Les défis sont les mêmes en Alberta et au Manitoba. De nombreuses personnes vivent dans des communautés rurales et éloignées, alors que les soins d’avortement ne sont offerts que dans les centres urbains. Même au Québec, où l’avortement est plus facile d’accès, des défis persistent et nécessitent notre attention, comme des restrictions touchant la pilule abortive.
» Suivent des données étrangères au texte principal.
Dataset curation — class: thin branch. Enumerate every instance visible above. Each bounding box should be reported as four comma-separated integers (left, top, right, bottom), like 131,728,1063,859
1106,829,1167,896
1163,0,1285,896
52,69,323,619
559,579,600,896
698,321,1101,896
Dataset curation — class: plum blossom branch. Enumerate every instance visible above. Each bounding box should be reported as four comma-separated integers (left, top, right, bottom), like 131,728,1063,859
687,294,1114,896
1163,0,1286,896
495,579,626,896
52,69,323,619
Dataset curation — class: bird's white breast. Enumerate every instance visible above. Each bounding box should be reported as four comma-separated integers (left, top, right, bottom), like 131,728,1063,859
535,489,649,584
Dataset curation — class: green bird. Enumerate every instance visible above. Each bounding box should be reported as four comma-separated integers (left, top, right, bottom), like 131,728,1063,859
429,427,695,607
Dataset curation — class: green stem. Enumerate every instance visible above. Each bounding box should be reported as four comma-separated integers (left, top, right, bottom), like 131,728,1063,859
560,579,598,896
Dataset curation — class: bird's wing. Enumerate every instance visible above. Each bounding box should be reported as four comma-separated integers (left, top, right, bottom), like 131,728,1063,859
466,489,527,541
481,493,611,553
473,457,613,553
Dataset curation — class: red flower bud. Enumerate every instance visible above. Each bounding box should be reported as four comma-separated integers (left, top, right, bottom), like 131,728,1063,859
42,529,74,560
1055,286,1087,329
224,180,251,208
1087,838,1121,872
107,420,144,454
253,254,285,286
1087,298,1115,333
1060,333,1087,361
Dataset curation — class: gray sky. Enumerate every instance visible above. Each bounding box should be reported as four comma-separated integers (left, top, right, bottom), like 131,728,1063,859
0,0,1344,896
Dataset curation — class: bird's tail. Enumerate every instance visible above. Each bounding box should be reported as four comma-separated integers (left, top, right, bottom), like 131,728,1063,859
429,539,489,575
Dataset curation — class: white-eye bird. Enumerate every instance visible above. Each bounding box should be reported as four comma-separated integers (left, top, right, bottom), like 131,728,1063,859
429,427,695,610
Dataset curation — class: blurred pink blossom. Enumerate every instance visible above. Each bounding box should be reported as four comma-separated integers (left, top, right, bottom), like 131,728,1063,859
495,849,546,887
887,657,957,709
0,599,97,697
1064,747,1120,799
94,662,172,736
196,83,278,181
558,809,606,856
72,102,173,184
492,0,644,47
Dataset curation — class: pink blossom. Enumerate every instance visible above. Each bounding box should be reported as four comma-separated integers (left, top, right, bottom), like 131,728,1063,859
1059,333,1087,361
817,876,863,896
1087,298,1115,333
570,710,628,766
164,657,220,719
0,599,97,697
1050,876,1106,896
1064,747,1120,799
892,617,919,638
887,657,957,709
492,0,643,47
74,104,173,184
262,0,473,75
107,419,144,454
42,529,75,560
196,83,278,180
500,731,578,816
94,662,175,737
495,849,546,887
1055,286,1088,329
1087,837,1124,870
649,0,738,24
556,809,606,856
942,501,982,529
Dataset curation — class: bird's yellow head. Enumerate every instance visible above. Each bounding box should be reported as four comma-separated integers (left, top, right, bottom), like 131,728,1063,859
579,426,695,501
L’avortement est un service de santé essentiel des plus stigmatisés au Canada, sinon le plus stigmatisé. La Cour suprême a beau avoir tranché en 1988 que l’avortement doit être traité comme toute autre intervention médicale, le manque de progrès est troublant. Au lieu de demander à nos politicien-nes s’ils et elles défendront le droit de choisir, nous devons aller plus loin et exiger leur engagement, et celui de nos gouvernements, à faire en sorte que tous les individus puissent réellement avoir accès aux soins dont ils ont besoin.

Au moment d’aller aux urnes, libérons notre imagination afin d’améliorer la justice sexuelle et génésique pour tous et toutes. Toute personne ayant besoin d’un avortement mérite d’habiter au meilleur endroit possible pour l’obtenir.